Private and Public Property

In the primary division of wealth identified above we may see a just basis for both private and public property. Private property can be seen to have arisen from the work of individuals or firms whilst public property has its origin in the actions of the community acting as a whole. A natural and just source of public revenue may thus be seen to be the economic rent of land.

 

Current Revenue Collection

We now explore the effect of collecting public revenue in the way it is currently carried out – through taxes levied upon all productive enterprises and individuals. We use the same economic model and hypothetical community as before and assume that taxes are collected from each firm or individual in proportion to the value added on their site. In the UK today taxes amount to around 40% of the total value added by all productive activity or GDP so this proportion has been assumed in the model illustrated in Figure 5. Another feature of current society however needs to be incorporated into our model – the fact of full land enclosure. This means that a claim is exercised on each and every site such that any firm wishing to engage in productive work is obliged either, to hold a recognised claim to the site themselves, or pay another (a landlord) for a tenancy.

Consider now the relationship between the firm and its landlord. It hardly needs pointing out that the landlord is in a strong bargaining position – the firm needs his (or an equivalent) site far more than the landlord needs a tenant – particularly where the landlord can hold the site out of use without incurring any cost. If he wants any income however he must let the site to a tenant but he cannot charge him more than the tenant firm can afford to pay and stay in business. He will of course generally charge as much as he can however, leaving the tenant firm with just sufficient to pay the wages, interest and profit that is required to engage the requisite labour, capital and enterprise.

Figure 5Figure 5
In Figure 5 we have assumed that at the margin ‘H’, the landlord’s claim amounts to 10% of the value added on that site leaving the firm with 50% after tax at 40% has also been paid. If we now regard this as the firm’s ‘earnings’ we see that it represents the least that people within the firm are prepared to accept. It does not relate directly to the product of their efforts and enterprise or the amount and quality of the capital they have employed but is a residual sum left after the tax man and the landlord have exercised their claims. We should now note the situation on each of the other sites. Their landlords also have, in general, no reason to claim any less than the most they can get. Thus they will now absorb all that remains after the earnings and taxes on value added have been taken. Tax, we have noted is a fixed proportion of the value added (40%), leaving an ever increasing share available for the landlord to claim on each succeeding site. We may note how the difference in landlords’ claim that arises between sites exaggerates the differences in Value Added that naturally arise between sites. The critical points to note however are firstly that it is the impact of taxation and landlord’s claim at the margin that depresses the general level of earnings throughout the economy. Secondly, that this renders sites that would otherwise be viable, unviable or sub-marginal and thus unproductive. Thirdly, those even normally productive firms, on any location, may be rendered only marginally viable with little scope to absorb any decline in market conditions.

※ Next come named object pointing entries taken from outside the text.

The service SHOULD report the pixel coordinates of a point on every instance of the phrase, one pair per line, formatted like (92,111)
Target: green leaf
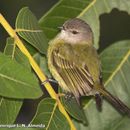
(116,71)
(99,7)
(16,80)
(9,109)
(14,53)
(42,62)
(49,115)
(61,12)
(28,28)
(88,10)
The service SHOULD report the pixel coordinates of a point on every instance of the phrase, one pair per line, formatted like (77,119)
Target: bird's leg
(98,99)
(69,95)
(49,80)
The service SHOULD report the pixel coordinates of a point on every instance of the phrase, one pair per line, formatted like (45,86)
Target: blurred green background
(115,26)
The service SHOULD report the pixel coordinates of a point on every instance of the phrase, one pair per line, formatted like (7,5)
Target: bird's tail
(116,102)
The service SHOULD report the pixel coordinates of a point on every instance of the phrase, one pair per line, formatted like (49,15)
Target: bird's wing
(77,79)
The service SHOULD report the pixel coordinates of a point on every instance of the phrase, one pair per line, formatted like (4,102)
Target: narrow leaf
(116,70)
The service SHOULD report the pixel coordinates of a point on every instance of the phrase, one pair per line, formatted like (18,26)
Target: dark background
(115,26)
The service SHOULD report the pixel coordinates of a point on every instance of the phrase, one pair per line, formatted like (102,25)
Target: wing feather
(77,79)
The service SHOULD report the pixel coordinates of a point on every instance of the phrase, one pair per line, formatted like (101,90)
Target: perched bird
(74,63)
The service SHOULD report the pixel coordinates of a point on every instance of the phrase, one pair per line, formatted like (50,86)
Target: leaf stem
(36,68)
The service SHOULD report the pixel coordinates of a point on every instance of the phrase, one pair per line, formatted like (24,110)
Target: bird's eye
(75,32)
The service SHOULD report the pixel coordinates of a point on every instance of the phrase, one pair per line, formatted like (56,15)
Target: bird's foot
(49,80)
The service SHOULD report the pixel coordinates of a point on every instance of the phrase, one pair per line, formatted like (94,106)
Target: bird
(74,62)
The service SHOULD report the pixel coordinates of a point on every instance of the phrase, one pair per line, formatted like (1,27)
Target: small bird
(74,63)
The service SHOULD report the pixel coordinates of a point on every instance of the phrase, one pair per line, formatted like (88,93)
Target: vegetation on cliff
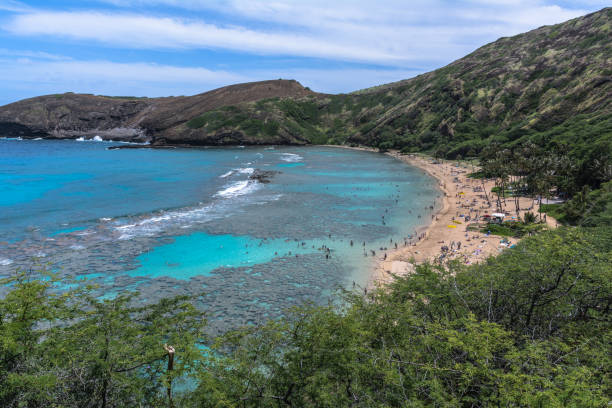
(531,327)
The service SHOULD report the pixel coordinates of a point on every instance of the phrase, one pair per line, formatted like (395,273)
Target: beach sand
(461,196)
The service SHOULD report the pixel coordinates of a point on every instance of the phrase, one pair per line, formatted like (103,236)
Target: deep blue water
(176,221)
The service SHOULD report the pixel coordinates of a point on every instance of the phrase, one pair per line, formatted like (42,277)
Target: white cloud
(393,33)
(154,32)
(30,77)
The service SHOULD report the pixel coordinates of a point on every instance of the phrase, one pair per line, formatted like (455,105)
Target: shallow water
(177,221)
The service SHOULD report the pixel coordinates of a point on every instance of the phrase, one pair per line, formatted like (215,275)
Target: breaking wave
(291,157)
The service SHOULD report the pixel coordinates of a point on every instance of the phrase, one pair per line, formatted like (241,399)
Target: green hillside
(551,86)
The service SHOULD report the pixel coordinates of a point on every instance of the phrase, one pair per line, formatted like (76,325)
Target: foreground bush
(530,327)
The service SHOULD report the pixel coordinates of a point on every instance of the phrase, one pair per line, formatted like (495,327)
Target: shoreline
(446,236)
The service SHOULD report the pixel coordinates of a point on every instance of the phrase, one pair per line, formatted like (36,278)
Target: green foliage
(530,327)
(520,330)
(514,229)
(71,349)
(588,208)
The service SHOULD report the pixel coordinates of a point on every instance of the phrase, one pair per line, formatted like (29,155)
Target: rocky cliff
(137,119)
(551,86)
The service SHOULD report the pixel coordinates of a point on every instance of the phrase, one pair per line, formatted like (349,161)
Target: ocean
(197,221)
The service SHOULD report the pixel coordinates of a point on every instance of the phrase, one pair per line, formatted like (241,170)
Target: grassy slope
(551,85)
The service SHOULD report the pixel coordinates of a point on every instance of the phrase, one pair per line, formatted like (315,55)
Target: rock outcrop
(159,120)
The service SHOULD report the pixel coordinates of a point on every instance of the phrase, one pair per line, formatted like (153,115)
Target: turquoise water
(167,222)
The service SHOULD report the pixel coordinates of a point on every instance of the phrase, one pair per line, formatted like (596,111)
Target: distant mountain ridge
(551,86)
(69,115)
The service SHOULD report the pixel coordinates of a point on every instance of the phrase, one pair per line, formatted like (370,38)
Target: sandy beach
(463,203)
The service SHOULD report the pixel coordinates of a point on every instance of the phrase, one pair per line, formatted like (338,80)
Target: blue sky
(184,47)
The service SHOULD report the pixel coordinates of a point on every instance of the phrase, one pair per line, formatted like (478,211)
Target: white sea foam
(5,261)
(237,189)
(291,157)
(153,225)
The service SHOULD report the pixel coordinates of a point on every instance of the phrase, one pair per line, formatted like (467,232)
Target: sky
(184,47)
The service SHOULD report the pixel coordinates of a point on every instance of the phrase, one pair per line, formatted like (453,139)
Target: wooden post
(170,351)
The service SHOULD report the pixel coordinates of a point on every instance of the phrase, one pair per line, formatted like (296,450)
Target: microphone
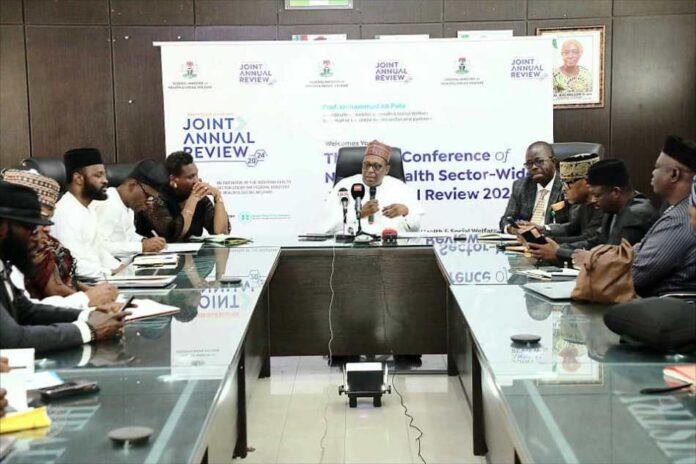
(389,236)
(373,193)
(358,193)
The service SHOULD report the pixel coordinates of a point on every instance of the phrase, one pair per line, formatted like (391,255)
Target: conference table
(573,398)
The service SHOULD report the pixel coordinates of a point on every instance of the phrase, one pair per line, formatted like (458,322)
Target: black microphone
(343,196)
(373,193)
(358,193)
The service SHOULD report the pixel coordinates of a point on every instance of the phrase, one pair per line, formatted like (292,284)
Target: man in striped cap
(585,217)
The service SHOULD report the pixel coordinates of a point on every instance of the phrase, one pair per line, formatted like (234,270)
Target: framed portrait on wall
(578,65)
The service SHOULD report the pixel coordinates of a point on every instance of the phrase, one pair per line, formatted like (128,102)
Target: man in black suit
(533,198)
(24,324)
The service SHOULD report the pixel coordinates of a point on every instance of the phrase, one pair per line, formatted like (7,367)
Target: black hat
(79,158)
(609,173)
(681,150)
(150,172)
(20,204)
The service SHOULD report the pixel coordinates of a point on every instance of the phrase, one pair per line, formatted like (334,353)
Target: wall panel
(401,11)
(237,33)
(653,92)
(70,89)
(584,124)
(151,12)
(562,9)
(14,106)
(236,12)
(66,11)
(491,10)
(519,28)
(138,89)
(369,31)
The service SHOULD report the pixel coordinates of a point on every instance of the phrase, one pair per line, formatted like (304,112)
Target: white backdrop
(265,120)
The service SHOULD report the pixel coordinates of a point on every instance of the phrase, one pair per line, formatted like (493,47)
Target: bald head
(540,162)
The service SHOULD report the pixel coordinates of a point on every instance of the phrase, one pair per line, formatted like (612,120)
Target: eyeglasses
(149,198)
(374,166)
(538,162)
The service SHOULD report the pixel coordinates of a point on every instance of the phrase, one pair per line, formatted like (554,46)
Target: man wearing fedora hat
(665,259)
(24,324)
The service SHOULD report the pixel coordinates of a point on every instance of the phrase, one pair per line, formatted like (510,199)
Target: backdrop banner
(264,121)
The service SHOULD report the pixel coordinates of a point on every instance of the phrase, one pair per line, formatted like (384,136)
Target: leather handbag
(605,276)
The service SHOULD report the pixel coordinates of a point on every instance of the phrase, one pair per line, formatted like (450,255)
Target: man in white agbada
(116,215)
(75,225)
(395,205)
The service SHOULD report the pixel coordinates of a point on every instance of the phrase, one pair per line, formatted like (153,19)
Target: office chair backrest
(349,163)
(49,167)
(563,150)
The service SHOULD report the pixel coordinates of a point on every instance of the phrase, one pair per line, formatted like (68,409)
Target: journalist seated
(534,198)
(183,209)
(53,280)
(24,324)
(665,259)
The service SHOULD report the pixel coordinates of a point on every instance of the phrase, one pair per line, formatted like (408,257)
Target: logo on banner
(221,139)
(189,71)
(255,74)
(326,70)
(527,68)
(463,74)
(391,71)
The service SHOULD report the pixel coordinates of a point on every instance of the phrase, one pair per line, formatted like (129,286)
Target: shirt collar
(549,186)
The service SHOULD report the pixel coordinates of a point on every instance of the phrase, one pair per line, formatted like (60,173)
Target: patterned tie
(539,214)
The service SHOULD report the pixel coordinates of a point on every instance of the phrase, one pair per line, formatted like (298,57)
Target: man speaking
(387,202)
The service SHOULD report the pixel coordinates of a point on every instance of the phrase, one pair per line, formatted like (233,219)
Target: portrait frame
(578,65)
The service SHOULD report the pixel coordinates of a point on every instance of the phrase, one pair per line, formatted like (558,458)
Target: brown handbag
(605,277)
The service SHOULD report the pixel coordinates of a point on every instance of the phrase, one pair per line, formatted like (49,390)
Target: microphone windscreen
(389,233)
(357,190)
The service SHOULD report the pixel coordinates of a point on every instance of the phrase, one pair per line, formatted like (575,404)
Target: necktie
(539,213)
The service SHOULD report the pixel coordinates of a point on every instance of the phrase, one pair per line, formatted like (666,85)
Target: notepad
(148,308)
(25,420)
(157,260)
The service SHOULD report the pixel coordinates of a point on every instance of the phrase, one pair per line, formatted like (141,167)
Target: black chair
(563,150)
(349,163)
(49,167)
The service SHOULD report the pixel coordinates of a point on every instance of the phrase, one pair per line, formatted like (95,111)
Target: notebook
(552,290)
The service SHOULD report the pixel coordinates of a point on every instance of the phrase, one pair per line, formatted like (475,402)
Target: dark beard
(18,252)
(94,193)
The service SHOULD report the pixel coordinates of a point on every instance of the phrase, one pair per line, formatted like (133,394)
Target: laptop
(552,290)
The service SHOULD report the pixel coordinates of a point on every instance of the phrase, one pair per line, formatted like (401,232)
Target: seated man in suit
(394,205)
(665,259)
(116,215)
(627,214)
(585,216)
(75,223)
(533,198)
(24,324)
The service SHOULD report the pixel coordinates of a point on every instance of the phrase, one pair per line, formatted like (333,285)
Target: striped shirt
(665,259)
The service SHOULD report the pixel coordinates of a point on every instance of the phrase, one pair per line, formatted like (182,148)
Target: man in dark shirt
(627,214)
(665,259)
(533,197)
(24,324)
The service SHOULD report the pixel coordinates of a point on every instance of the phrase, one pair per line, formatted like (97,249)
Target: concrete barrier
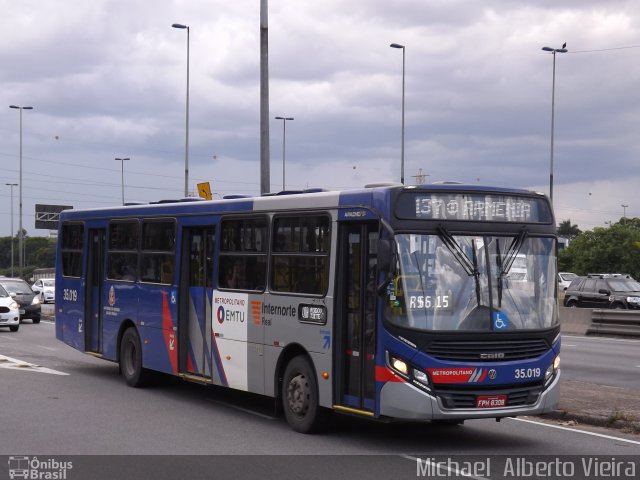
(615,322)
(575,321)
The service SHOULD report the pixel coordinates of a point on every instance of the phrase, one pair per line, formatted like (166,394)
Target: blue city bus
(390,302)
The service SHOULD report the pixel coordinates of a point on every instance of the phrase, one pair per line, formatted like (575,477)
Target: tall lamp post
(122,160)
(186,143)
(11,185)
(284,138)
(553,101)
(20,240)
(397,45)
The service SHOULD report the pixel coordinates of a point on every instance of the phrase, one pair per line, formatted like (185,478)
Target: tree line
(40,252)
(612,249)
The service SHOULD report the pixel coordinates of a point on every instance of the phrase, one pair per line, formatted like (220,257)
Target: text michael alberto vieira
(522,467)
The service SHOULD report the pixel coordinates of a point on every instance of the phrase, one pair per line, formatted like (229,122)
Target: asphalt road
(74,404)
(604,361)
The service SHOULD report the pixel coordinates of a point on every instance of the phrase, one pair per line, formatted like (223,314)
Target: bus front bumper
(402,400)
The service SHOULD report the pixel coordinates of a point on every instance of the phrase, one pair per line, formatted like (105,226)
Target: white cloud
(109,78)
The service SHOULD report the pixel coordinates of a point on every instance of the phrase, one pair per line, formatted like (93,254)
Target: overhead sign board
(48,216)
(204,190)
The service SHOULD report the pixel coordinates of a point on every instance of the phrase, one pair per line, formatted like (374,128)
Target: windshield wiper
(469,266)
(500,271)
(512,253)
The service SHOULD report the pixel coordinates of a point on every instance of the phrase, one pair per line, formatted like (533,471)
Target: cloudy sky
(107,79)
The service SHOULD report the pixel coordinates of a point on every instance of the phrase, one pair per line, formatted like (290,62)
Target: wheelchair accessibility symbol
(500,321)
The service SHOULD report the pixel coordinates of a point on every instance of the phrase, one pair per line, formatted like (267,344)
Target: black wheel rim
(299,395)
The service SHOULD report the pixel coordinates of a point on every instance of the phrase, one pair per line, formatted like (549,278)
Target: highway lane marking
(602,339)
(15,364)
(559,427)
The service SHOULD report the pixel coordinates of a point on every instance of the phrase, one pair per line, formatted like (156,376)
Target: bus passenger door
(357,323)
(93,291)
(196,280)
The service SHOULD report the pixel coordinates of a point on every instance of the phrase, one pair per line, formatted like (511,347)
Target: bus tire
(131,359)
(300,399)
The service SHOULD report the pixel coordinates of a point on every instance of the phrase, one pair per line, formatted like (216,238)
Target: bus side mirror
(384,255)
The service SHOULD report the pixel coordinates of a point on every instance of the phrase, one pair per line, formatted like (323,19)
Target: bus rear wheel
(131,359)
(300,399)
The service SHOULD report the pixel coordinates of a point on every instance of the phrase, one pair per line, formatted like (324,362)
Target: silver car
(45,288)
(9,314)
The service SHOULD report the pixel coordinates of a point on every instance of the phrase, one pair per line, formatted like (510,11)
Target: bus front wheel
(300,397)
(131,359)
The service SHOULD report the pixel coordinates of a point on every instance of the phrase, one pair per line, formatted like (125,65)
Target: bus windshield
(473,283)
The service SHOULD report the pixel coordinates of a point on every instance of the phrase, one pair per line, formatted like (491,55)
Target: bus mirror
(384,255)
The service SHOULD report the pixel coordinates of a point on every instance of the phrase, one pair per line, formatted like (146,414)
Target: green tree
(604,250)
(568,230)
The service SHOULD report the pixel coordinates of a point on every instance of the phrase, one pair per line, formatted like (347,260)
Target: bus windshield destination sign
(473,207)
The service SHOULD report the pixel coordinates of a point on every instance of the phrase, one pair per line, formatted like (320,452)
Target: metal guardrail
(615,322)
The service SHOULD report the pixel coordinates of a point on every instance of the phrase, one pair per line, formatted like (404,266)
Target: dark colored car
(26,298)
(603,291)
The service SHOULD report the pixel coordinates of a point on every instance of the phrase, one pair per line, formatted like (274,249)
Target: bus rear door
(194,325)
(356,323)
(93,291)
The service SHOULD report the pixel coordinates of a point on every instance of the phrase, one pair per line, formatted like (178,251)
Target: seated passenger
(236,275)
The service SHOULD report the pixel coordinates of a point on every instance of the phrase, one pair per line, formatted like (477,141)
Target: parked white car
(46,289)
(9,311)
(565,279)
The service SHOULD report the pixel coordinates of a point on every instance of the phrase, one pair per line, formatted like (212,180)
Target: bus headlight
(551,370)
(399,366)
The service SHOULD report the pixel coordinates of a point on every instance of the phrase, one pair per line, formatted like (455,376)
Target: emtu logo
(220,314)
(256,312)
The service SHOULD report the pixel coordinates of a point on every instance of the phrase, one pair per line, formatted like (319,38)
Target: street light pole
(122,160)
(284,139)
(20,235)
(11,185)
(553,100)
(397,45)
(186,143)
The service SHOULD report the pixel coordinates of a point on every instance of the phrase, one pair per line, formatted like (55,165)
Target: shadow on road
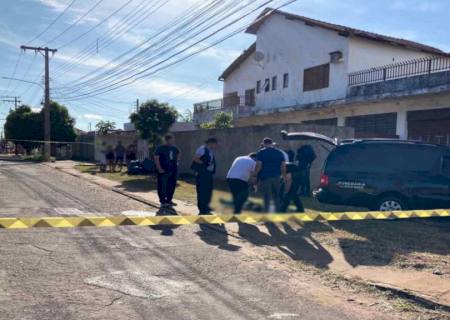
(297,244)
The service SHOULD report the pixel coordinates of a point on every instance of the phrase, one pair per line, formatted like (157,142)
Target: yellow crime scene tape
(249,218)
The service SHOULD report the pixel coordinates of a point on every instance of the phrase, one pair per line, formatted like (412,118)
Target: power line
(133,62)
(96,25)
(53,22)
(75,23)
(145,72)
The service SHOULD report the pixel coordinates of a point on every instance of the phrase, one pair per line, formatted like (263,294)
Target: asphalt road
(136,272)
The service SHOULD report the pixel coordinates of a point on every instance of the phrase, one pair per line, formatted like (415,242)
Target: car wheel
(390,204)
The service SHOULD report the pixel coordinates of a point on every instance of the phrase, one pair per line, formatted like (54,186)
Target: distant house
(304,70)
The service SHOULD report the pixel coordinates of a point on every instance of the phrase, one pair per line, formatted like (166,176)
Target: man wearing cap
(270,165)
(166,159)
(204,164)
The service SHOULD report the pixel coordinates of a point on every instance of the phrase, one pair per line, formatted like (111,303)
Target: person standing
(270,165)
(291,188)
(204,164)
(120,154)
(240,174)
(166,159)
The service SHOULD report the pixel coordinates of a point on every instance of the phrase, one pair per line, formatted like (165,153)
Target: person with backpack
(204,164)
(305,158)
(166,159)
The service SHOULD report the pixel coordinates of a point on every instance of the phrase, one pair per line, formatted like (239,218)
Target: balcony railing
(399,70)
(229,102)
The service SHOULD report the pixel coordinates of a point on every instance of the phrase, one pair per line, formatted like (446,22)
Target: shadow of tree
(378,243)
(297,244)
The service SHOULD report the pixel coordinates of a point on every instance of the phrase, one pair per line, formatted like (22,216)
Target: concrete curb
(124,193)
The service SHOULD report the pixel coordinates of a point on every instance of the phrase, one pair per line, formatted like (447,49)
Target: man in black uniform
(291,188)
(204,164)
(166,161)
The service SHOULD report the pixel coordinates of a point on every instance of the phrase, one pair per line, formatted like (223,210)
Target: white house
(317,69)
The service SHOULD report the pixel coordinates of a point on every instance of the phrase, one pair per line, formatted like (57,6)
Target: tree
(222,120)
(23,124)
(187,116)
(104,126)
(153,120)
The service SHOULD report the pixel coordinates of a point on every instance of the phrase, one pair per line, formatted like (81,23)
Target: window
(267,85)
(446,166)
(285,80)
(250,97)
(316,77)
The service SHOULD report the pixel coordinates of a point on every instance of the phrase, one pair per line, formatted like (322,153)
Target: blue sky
(182,84)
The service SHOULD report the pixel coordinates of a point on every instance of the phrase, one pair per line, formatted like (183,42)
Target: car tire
(390,203)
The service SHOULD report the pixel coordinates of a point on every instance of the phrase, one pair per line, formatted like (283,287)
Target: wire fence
(399,70)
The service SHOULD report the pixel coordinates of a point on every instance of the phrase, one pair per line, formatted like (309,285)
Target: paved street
(135,272)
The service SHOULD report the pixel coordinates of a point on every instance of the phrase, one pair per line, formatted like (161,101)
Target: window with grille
(250,97)
(267,85)
(274,83)
(285,80)
(316,77)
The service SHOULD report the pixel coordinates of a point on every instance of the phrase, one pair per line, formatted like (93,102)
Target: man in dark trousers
(240,174)
(166,161)
(291,188)
(270,165)
(204,164)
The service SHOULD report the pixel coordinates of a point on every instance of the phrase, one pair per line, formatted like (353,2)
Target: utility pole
(47,133)
(15,100)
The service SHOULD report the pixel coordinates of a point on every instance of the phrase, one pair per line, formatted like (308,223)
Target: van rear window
(383,158)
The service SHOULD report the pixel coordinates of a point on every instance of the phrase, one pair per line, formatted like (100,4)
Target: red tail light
(324,181)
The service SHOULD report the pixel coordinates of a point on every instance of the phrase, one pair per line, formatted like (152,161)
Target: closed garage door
(430,126)
(373,126)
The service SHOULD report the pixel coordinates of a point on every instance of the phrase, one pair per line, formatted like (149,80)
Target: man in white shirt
(241,172)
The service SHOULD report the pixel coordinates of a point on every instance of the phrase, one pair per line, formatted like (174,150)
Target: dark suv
(383,175)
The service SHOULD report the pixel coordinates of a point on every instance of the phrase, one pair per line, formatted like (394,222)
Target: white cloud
(169,89)
(92,116)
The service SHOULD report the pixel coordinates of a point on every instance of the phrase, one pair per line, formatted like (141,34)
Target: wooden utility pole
(47,134)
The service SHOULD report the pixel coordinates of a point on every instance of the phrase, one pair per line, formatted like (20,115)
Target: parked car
(383,174)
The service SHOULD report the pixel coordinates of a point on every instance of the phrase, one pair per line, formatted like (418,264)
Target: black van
(383,174)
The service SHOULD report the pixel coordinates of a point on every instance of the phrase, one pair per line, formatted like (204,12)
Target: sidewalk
(434,288)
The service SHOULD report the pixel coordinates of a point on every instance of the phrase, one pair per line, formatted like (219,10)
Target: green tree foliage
(103,126)
(153,120)
(24,124)
(222,120)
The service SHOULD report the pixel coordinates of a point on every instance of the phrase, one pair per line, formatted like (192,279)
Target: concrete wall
(342,111)
(240,141)
(290,47)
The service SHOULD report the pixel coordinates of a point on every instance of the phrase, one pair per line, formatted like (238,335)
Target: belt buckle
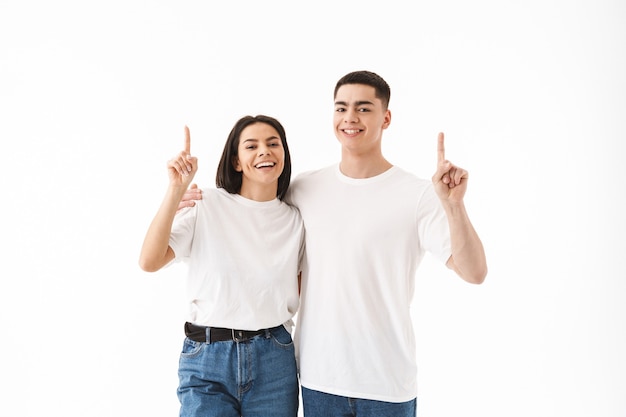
(237,335)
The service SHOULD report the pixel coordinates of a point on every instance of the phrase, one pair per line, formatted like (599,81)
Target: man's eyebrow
(357,103)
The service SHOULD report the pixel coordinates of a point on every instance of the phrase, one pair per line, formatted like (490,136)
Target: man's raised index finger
(187,140)
(441,152)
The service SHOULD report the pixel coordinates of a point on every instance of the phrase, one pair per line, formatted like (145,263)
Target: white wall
(532,98)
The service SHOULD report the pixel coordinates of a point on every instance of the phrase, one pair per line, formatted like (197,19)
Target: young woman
(243,246)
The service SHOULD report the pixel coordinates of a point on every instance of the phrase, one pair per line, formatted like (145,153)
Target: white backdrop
(532,98)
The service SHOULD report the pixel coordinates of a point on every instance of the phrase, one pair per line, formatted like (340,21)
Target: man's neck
(360,167)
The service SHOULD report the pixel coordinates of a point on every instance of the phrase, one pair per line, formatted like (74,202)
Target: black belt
(219,334)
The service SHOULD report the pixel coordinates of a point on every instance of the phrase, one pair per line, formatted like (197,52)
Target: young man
(368,225)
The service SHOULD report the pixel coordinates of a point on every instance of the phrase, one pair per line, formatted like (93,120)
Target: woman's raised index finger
(187,140)
(441,152)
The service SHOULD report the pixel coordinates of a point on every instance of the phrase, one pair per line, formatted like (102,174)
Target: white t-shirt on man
(364,241)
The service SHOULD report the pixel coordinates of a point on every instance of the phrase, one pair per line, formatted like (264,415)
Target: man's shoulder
(313,174)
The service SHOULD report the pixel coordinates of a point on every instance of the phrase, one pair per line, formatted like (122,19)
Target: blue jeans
(255,378)
(321,404)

Modern Taxation and Economic Theory

We may now explore the impact of modern taxation policies against a more recent and contemporary body of economic theory. Here we shall use the theories of supply and demand as they relate to the markets for particular goods and services.

Figure 6Figure 6
Figure 6 represents the conventional view for goods and services that are relatively elastic i.e. the quantity that will be bought and sold in the market is quite sensitive to price. Thus where Price is represented on the vertical axis and the Quantity bought and sold is represented on the horizontal axis, the ‘Demand Curve’ is shown sloping in a downwards direction from left to right, the demand for the item being shown to reduce as its price increases. In contrast the ‘Supply Curve’ is shown sloping upwards from left to right indicating how if the market price of the item is seen to rise more supply will be forthcoming. New suppliers may be tempted into the market and existing suppliers may be encouraged to produce more. It should be noted that the supply curve in fact reflects the firm’s costs of production, so that to the left hand side where the quantity is small, it ifndicates that few suppliers, (with low costs) would find it profitable to produce the item for sale at this low price. In contrast, the right hand side indicates that many more suppliers, with higher costs of production would find it viable at a higher sale price.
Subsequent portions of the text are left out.